Epic meat & cheese plate
I don't know why I looked at menus for the first few days and thought that meat and cheese to start would be a good option—we sampled this epic meat and cheese plate in Bari, the best of which was a salty-creamy caciocavallo.

Aperitivo a Bari
Our first aperitivo in Bari was by the lungomare, where we watched locals admire their friend's new dog and saw a bunch of bikers fly past. The drinks were probably from a bottle, as expected.

Ice cream sandwich
Forget your stale chipwich, Italy's brioche con gelato is the indulgent ice cream you need to sink your teeth into. Pro tip: choose flavors you'd want to find sandwiched between cookies, like pistachio and chocolate.

Salt cod fish stew
There comes a point in every trip to Italy when I get so bored of pasta and beg my travel companion to remind me that I'd be happy just ordering a secondo.
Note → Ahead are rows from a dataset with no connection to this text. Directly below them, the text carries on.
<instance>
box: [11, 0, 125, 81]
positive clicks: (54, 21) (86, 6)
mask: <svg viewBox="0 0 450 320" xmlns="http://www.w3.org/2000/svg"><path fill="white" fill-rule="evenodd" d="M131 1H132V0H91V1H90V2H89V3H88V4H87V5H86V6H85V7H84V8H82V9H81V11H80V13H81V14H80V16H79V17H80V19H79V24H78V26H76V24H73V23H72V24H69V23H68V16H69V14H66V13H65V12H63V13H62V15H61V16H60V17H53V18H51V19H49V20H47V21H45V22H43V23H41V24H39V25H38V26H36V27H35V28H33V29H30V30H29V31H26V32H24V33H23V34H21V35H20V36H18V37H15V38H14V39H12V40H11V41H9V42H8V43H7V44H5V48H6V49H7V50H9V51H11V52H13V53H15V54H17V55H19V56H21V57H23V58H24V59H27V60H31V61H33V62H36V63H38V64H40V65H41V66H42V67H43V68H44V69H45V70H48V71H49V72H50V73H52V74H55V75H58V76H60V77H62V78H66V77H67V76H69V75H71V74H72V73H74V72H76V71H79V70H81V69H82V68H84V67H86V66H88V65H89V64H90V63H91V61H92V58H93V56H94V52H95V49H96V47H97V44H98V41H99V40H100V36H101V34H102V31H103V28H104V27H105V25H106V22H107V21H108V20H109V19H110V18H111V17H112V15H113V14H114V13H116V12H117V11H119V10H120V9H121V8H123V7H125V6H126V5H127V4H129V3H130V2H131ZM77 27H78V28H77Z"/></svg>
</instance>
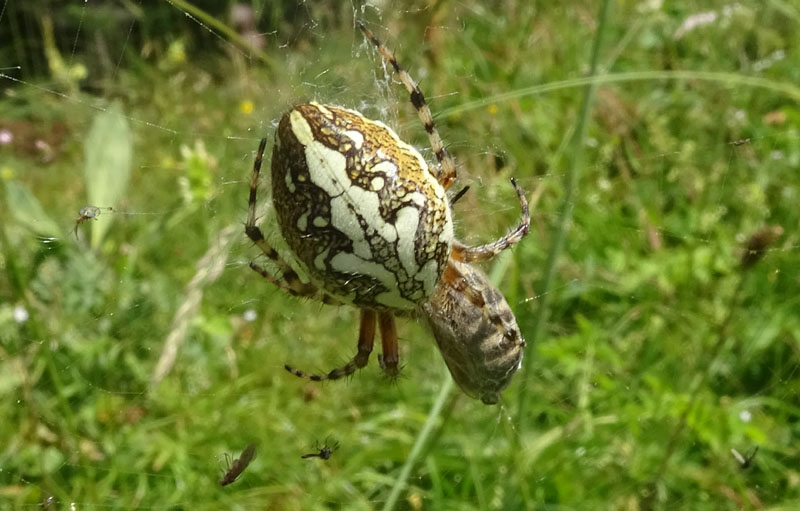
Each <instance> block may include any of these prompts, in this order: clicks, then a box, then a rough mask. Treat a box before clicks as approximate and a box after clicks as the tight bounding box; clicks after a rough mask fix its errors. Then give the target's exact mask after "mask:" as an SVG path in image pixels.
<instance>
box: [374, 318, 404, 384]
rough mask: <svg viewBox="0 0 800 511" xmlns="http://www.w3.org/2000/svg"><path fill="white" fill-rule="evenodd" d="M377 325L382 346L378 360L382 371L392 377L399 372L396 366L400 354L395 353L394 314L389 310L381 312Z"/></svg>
mask: <svg viewBox="0 0 800 511" xmlns="http://www.w3.org/2000/svg"><path fill="white" fill-rule="evenodd" d="M378 327H379V328H380V329H381V344H382V346H383V355H381V356H380V357H378V360H379V361H380V364H381V369H383V372H385V373H386V374H387V375H388V376H389V377H391V378H394V377H396V376H397V375H398V374H399V373H400V370H399V369H398V367H397V364H398V362H399V361H400V356H399V355H398V353H397V326H396V325H395V322H394V315H392V313H390V312H381V313H380V314H379V315H378Z"/></svg>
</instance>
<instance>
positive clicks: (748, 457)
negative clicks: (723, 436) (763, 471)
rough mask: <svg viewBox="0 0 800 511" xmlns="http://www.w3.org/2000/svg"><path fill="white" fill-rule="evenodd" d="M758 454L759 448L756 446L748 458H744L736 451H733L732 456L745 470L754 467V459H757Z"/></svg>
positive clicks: (743, 456) (737, 451)
mask: <svg viewBox="0 0 800 511" xmlns="http://www.w3.org/2000/svg"><path fill="white" fill-rule="evenodd" d="M757 453H758V446H755V447H754V448H753V450H752V451H750V453H749V454H748V455H747V456H742V455H741V453H740V452H739V451H737V450H736V449H731V454H733V457H734V458H736V461H738V462H739V466H741V467H742V468H743V469H745V468H748V467H750V465H752V463H753V458H755V457H756V454H757Z"/></svg>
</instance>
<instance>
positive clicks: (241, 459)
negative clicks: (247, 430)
mask: <svg viewBox="0 0 800 511" xmlns="http://www.w3.org/2000/svg"><path fill="white" fill-rule="evenodd" d="M255 457H256V445H255V444H247V447H245V448H244V449H243V450H242V454H240V455H239V457H238V458H236V459H235V460H233V463H231V466H230V468H229V469H228V471H227V472H225V475H224V476H222V480H221V481H220V482H219V484H220V486H228V485H229V484H231V483H232V482H234V481H236V478H237V477H239V476H240V475H242V472H244V470H245V469H246V468H247V466H248V465H249V464H250V462H251V461H253V459H254V458H255Z"/></svg>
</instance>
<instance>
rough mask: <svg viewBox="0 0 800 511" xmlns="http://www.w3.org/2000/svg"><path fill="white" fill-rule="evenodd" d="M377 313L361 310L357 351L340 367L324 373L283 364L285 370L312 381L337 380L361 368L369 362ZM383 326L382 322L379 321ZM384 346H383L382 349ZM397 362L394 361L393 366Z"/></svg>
mask: <svg viewBox="0 0 800 511" xmlns="http://www.w3.org/2000/svg"><path fill="white" fill-rule="evenodd" d="M377 317H378V314H377V313H376V312H375V311H372V310H367V309H362V310H361V328H360V330H359V334H358V353H356V356H355V357H353V358H352V359H351V360H350V361H349V362H348V363H346V364H345V365H343V366H342V367H337V368H336V369H334V370H332V371H330V372H329V373H328V374H325V375H317V374H308V373H305V372H303V371H301V370H299V369H296V368H294V367H292V366H290V365H285V366H284V367H285V368H286V370H287V371H289V372H290V373H292V374H293V375H295V376H298V377H300V378H308V379H309V380H313V381H324V380H338V379H339V378H342V377H344V376H350V375H351V374H353V373H354V372H356V371H357V370H358V369H361V368H363V367H364V366H366V365H367V362H369V355H370V353H372V346H373V343H374V341H375V324H376V319H377ZM381 328H383V322H381ZM396 341H397V337H396V336H395V355H396V354H397V342H396ZM385 349H386V348H385V347H384V350H385ZM396 365H397V362H396V361H395V366H396Z"/></svg>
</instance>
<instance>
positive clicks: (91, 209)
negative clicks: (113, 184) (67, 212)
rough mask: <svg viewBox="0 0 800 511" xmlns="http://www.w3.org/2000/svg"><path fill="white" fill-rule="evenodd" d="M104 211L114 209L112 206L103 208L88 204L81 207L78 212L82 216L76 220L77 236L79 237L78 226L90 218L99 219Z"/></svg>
mask: <svg viewBox="0 0 800 511" xmlns="http://www.w3.org/2000/svg"><path fill="white" fill-rule="evenodd" d="M102 211H114V210H113V209H112V208H110V207H109V208H101V207H97V206H86V207H83V208H81V210H80V211H79V212H78V214H79V215H80V217H78V219H77V220H76V221H75V237H76V238H77V237H78V226H79V225H81V224H82V223H83V222H85V221H87V220H90V219H95V220H96V219H97V217H98V216H100V213H101V212H102Z"/></svg>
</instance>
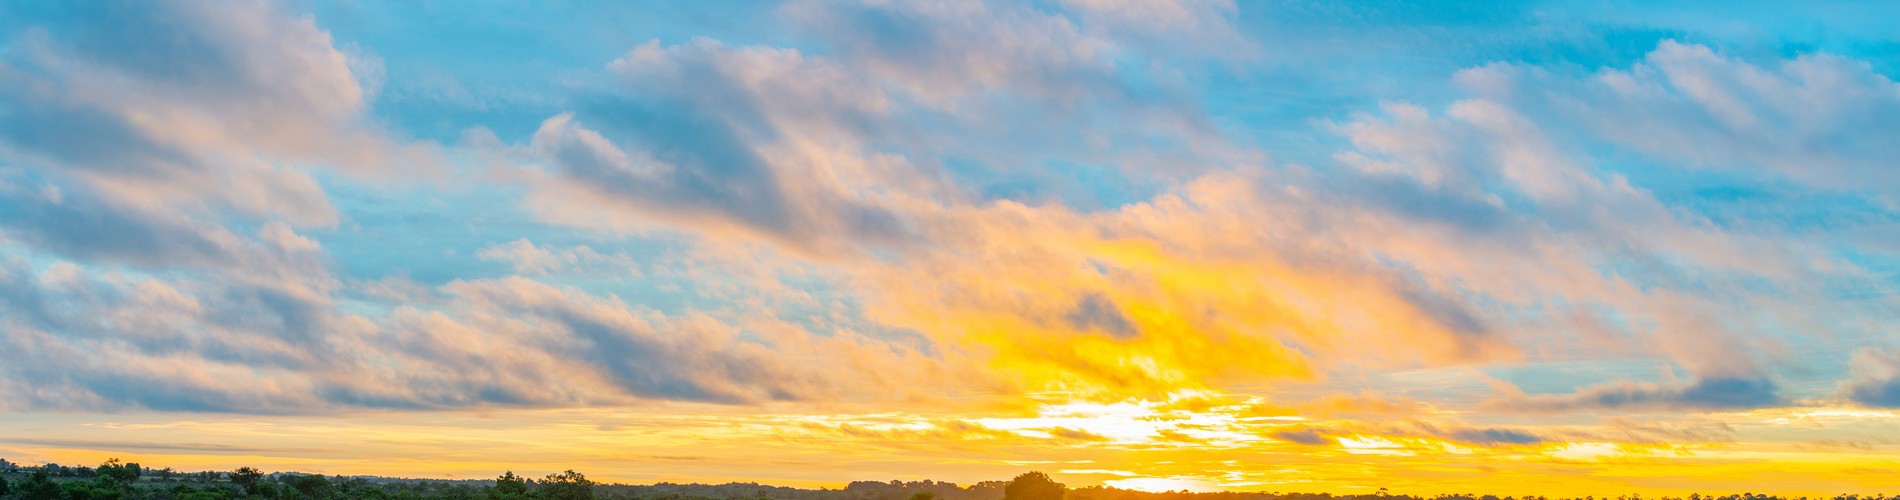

This brothy olive-studded tomato salt cod stew was the perfect antidote to pasta overload.

Crostone
Forget your dinner party-appropriate crostini, crostone are the Italian crunchy bread you need in your diet, preferrably topped with garlicky sautéed greens and fennel-spiked sausage like this one we ate in Matera.

Best meal in Matera
Pork sausage with roasted potatoes and vegetables, also known as another reason to always order a secondo.

Focaccia barese
I am a fan of eating on trains in Italy, just so long as I don't have to face the embarrassment of not knowing how to peel an orange with the knife I definitely don't have on me. We picked up this juicy tomato-studded focaccia barese in Alberobello, which was much needed fuel for our never-ending trip to Lecce.

Pane carasau
At Il Corte dei Pandolfi in Lecce, start your meal with some well-cooked vegetables paired with feather-weight pane carasau, a common Sardinian flat bread that's the Italian equivalent to a potato chip or papadum.